いちめんの菜の花
2024, Mar 24
バスが橋に差し掛かったとき、辺りは壱面黄色に染まっていた。土手に菜の花が咲いている。
彼と途中でバスを降り菜の花の中を歩いたのは随分前のことなのに、或のときのことをしっかりと憶えている。川辺に立った彼と近付いたうす闇の光がきれいで、想わずカメラを向けたことも。
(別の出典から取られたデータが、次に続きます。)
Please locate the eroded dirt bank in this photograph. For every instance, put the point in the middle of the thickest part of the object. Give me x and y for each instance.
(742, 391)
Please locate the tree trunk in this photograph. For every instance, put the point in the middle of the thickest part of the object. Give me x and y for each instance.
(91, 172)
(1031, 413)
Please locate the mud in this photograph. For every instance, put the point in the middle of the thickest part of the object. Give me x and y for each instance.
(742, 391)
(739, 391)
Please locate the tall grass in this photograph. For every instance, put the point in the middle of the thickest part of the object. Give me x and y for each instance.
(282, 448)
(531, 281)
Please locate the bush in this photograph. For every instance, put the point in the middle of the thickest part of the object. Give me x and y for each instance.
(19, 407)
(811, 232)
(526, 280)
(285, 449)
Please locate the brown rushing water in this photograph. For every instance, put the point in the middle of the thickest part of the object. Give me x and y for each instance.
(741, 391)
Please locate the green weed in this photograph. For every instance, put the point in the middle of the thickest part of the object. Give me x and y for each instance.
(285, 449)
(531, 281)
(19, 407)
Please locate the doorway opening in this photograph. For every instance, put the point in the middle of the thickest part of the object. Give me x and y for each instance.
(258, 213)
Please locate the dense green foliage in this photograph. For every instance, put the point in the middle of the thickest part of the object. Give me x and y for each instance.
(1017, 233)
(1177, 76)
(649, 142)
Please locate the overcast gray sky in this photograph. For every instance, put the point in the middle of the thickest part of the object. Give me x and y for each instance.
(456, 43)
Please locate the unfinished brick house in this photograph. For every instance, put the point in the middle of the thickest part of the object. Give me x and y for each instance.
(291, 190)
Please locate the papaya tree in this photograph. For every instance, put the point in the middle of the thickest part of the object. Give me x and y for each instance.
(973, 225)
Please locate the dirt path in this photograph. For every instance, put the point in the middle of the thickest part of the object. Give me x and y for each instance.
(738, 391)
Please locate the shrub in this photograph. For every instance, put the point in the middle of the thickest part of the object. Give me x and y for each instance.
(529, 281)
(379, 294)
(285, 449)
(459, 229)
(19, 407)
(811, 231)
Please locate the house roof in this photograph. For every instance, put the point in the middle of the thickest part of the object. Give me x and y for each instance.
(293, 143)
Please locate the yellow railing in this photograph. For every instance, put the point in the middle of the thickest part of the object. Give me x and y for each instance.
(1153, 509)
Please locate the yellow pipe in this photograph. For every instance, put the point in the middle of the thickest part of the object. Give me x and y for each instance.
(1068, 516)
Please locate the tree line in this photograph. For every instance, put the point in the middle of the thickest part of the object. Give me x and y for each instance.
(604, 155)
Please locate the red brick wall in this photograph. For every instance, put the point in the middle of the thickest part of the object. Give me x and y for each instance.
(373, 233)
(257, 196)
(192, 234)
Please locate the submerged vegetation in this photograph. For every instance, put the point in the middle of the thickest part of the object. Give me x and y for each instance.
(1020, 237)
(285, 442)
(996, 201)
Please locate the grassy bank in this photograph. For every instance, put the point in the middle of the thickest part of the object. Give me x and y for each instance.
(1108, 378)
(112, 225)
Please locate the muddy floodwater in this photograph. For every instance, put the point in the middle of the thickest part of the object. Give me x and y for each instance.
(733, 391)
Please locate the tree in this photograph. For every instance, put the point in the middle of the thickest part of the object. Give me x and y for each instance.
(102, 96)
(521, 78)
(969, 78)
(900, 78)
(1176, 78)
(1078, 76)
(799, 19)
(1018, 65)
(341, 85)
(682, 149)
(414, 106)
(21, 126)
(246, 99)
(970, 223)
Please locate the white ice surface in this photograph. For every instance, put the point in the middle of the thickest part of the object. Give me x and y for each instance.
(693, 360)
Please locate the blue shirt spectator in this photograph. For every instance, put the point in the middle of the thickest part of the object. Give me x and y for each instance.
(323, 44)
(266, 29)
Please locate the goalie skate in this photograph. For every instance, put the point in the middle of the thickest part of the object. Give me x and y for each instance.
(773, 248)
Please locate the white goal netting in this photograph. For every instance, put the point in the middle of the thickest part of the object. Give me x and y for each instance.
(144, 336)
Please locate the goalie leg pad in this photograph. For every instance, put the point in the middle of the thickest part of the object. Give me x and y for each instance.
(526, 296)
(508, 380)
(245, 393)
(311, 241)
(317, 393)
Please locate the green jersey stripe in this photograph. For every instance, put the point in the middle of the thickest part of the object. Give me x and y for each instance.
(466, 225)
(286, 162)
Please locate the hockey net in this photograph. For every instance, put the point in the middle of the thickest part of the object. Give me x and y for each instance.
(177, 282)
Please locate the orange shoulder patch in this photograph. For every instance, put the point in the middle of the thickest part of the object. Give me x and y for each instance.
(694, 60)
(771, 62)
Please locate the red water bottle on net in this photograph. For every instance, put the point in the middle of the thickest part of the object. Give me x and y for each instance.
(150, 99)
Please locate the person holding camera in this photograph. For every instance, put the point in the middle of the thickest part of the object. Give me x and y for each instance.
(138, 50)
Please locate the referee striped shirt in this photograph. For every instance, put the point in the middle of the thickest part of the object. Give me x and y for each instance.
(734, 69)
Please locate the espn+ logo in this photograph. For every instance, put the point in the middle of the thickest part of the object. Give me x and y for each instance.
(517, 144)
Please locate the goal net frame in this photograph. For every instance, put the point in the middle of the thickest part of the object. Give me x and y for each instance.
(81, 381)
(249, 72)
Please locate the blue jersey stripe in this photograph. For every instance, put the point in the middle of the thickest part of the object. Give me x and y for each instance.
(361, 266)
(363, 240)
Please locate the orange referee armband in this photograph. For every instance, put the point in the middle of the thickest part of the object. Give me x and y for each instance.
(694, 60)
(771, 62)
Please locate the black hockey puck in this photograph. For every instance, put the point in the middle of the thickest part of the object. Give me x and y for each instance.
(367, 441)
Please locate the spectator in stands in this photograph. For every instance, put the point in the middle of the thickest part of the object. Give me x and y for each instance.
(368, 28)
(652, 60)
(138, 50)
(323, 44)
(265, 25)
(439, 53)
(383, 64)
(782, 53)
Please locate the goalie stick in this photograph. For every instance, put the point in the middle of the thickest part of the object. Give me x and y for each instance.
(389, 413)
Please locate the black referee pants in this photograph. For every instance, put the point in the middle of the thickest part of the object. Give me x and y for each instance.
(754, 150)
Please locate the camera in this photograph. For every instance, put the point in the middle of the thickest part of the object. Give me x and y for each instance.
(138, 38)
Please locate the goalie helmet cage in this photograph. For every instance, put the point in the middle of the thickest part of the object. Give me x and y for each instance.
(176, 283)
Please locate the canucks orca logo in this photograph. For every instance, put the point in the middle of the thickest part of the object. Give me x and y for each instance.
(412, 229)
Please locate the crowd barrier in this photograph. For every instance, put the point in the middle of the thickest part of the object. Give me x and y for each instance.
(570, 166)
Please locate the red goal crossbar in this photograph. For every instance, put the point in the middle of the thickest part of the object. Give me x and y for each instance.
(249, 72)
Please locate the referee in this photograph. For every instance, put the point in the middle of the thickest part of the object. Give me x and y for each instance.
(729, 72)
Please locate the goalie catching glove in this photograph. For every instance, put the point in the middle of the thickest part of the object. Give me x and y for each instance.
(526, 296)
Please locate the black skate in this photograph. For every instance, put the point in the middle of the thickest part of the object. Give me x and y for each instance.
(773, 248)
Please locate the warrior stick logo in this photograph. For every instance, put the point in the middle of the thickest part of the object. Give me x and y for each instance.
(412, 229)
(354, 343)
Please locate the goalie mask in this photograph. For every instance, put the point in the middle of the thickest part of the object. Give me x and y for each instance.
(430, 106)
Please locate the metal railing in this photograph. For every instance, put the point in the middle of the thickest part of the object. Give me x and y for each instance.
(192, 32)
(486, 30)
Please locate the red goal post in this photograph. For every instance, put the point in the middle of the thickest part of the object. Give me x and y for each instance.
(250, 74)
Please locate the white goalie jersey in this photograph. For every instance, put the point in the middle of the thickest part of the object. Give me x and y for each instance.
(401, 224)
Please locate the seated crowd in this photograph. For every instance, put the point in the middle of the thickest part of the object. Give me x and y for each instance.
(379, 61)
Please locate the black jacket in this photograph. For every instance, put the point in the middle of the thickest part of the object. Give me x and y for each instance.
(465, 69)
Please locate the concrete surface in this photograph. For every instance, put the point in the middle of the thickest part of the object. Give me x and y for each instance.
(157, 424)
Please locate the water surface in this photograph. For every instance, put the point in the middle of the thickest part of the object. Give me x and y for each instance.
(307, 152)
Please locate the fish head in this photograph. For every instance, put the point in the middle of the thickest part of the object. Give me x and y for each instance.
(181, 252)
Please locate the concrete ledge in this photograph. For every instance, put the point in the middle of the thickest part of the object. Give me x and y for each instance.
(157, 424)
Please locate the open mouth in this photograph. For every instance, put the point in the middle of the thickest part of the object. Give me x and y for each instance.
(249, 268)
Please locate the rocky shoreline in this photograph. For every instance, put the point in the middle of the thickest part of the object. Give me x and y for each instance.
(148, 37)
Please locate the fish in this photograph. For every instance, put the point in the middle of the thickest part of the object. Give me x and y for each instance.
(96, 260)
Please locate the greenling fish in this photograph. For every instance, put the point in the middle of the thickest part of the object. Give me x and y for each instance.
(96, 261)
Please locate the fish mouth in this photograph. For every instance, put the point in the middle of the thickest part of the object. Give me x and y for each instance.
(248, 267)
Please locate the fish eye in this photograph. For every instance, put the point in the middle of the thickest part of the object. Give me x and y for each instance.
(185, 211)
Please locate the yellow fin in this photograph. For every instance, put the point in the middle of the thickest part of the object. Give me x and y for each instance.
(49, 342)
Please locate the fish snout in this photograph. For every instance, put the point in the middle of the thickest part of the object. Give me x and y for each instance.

それからもあちこちで何度も土手の菜の花を眼にしている。
菜の花だと想うとぽんとひとつ菜の花の野が拡がる。また菜の花だと想うとまたひとつぽんと菜の花の野が拡がる。灯りがひとつひとつ点るよう菜の花は拡がり、気が付くと辺りはいちめんの菜の花に包まれていて、あたしたちは其処に立っていた。想えばまるで夢のような光景。
れんげ草も、金色に染まった麦も、少し前までは毎年当たり前のように見ていた。
無くなるときはいつも突然だ。少しづつではない。消えるように切れたように断たれる。そうしてはふいに脳裏に現れる。
いちめんの菜の花。あたしの脳裏の眼になっているのは、何故か彼。いちめんの菜の花にいるのはあたし。寫眞なんて映してくれなくてもいいよ、と春にしては暑い陽射しにふくれっ面になって。